For Compact Power, a small manufacturer of landscaping and construction equipment based in South Carolina, the falling dollar has meant a rapid rise in the company’s overseas sales. The $100 million company began selling internationally two years ago, has doubled its international sales in the past year, and plans to double them again in 2008. “We’ve absolutely accelerated our international growth because of the exchange rate,” says CFO Norman Boling. “The falling dollar has made us competitive in markets where we’re up against established competition.”
Compact Power quickly developed two diesel units to distribute in England this year, and has entered into a distribution agreement with an Italian manufacturer to sell that company’s product — tractors — in the United States. To address currency fluctuations, the two companies agreed on a rate in their contract, a strategy Compact Power plans to continue with other partners going forward. While the manufacturer does not do financial hedging, “by locking down the exchange rate at which we purchase, we can take out some of the risk,” says Boling. Trade partners have been willing to agree on rates in their contracts because the practice removes uncertainty for them as well. “We might feel a pinch here if the dollar goes back the other way,” says chief operating officer Michael Edwards. “We’re developing sources out of Europe and other regions so that we can play the other side when that happens.”

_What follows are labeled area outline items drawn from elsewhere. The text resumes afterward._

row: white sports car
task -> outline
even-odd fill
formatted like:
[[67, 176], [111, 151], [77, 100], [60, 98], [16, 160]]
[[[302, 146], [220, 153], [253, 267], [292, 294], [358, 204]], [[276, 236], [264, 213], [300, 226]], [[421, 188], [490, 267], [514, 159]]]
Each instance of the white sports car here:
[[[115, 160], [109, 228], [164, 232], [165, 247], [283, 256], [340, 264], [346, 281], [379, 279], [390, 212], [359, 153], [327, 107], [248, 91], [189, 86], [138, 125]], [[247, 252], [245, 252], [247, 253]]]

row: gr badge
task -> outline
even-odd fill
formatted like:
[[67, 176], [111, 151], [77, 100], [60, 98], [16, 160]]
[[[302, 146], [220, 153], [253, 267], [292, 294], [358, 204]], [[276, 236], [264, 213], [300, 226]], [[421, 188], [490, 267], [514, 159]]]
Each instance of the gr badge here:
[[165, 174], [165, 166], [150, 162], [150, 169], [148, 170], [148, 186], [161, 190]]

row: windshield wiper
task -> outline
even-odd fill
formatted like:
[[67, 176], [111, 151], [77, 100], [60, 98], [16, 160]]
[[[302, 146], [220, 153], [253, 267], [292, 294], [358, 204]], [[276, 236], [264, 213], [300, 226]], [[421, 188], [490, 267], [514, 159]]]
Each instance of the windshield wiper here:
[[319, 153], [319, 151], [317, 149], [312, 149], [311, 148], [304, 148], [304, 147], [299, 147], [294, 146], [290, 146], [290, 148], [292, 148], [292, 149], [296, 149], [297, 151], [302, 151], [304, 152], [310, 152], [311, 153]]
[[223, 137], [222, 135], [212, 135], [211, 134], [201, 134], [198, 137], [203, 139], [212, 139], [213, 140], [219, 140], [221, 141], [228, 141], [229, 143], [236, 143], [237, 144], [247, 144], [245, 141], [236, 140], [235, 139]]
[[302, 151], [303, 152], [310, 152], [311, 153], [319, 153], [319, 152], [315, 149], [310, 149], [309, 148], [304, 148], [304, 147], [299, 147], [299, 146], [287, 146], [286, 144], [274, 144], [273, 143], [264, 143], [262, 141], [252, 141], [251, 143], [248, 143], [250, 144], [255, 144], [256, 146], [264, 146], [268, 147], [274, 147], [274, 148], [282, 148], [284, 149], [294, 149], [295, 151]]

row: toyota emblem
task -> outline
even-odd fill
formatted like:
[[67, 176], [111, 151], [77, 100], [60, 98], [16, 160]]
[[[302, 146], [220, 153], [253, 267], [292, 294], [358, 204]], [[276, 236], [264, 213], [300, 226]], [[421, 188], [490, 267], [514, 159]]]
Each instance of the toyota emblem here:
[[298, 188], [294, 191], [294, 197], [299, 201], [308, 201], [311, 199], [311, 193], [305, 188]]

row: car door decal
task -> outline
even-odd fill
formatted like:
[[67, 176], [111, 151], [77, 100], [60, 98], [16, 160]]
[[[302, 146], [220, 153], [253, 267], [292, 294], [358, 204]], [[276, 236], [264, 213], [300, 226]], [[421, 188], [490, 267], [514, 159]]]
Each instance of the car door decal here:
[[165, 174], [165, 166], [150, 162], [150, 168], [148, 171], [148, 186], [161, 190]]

U.S. companies are also seeing a boost from the dollar’s weakness at home, as tourists from overseas flock to stateside shopping centers. Stephen Sterrett, finance chief at Simon Property Group, the largest shopping-mall owner in the United States, says foreign travelers have provided a big boost to the company’s malls and outlet centers in the past year. “We have seen a disproportionate impact on sales in centers where there are a significant number of international tourists,” says Sterrett. “The foreign tourist’s purchasing power is greater than it has ever been before.” While European tourists have packed Simon’s East Coast locations, the company’s shopping centers in Houston have welcomed an influx of travelers from Mexico and South America. Shoppers from Canada have bolstered sales at malls on the northern border as the Canadian dollar has reached near-parity with its U.S. counterpart.
Like UTC, Simon is largely operationally hedged. Although most of its business is in the United States, it operates 50 properties in Europe, where it reinvests profits in its local operations. “Our leases are in local currency, we borrow in local currency, and we’re using our profits to reinvest locally,” says Sterrett. “We have a natural hedge.”

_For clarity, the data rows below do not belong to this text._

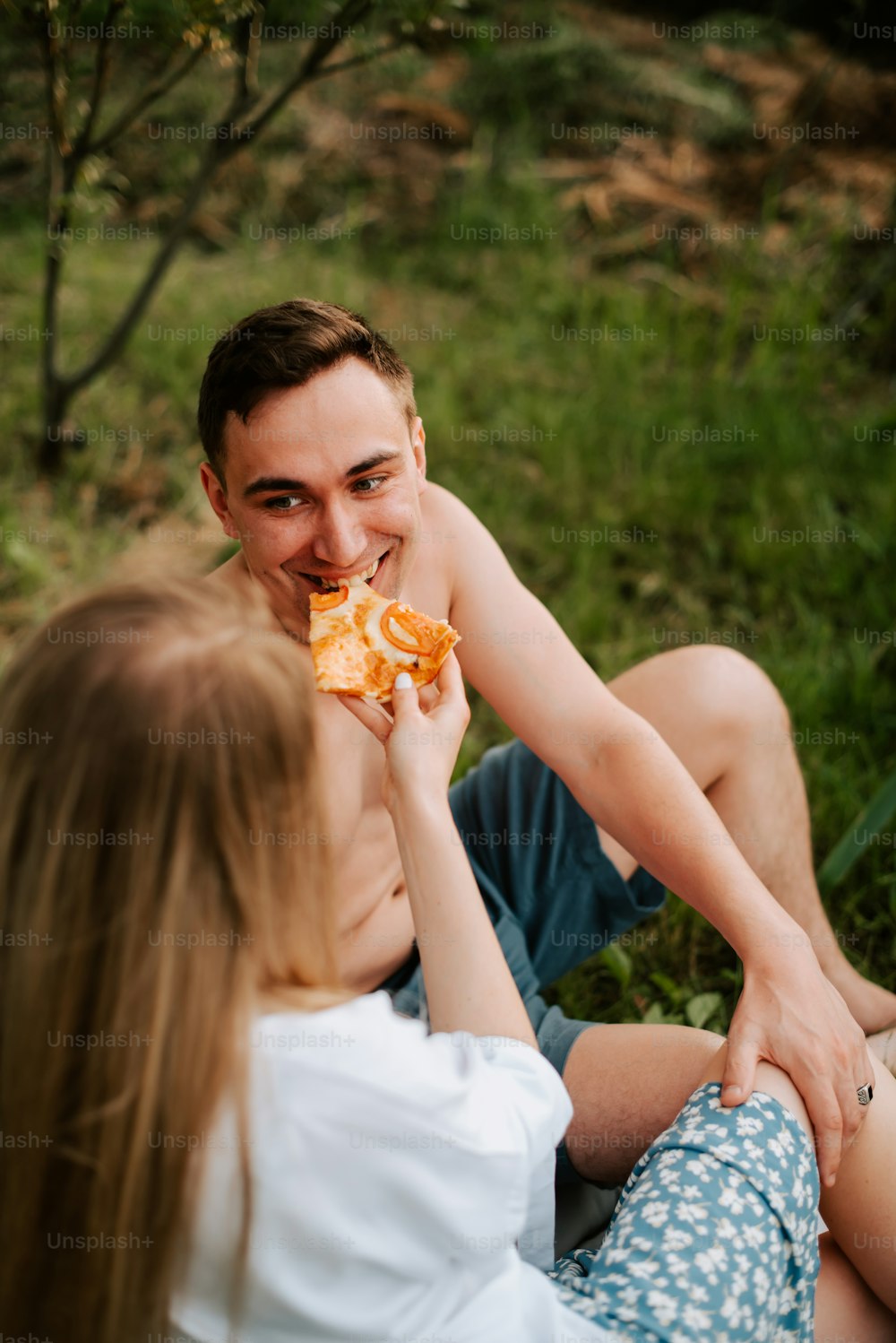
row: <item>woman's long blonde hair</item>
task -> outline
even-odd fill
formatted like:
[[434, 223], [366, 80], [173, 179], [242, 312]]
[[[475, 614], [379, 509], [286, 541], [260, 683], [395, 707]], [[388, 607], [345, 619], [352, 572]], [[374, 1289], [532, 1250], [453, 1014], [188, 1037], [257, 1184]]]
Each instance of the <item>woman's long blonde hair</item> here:
[[[349, 997], [310, 676], [260, 608], [166, 579], [52, 616], [1, 702], [0, 1326], [133, 1343], [165, 1331], [197, 1180], [152, 1136], [225, 1093], [245, 1125], [260, 987]], [[244, 1252], [245, 1158], [243, 1190]]]

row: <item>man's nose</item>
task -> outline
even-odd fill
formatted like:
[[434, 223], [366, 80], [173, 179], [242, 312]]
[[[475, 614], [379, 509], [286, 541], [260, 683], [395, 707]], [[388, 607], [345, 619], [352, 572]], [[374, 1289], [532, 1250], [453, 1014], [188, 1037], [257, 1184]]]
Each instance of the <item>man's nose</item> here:
[[330, 505], [315, 529], [315, 559], [345, 569], [362, 557], [365, 545], [363, 528], [351, 517], [351, 510], [341, 504]]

For companies that have significant costs outside the United States but recognize much of their revenue in dollars, the picture is not as rosy. In a striking change, many are considering moving manufacturing operations to the United States to reduce costs. European carmakers like Fiat, BMW, and Volkswagen are looking to establish or expand their stateside production to strengthen ties to U.S. consumers and reduce their euro exposure. BMW executives have said that they plan to increase U.S. production by more than 70 percent in response to the dollar’s decline. The French manufacturer Alstom announced plans last December to build a $200 million facility in Tennessee, in part to mitigate the impact of the weak dollar on its margins. And in perhaps the highest-profile rumored defection from the eurozone, the CEO of EADS, the parent company of Airbus, has said the airplane manufacturer will consider moving some production to the States, much to the dismay of French government officials.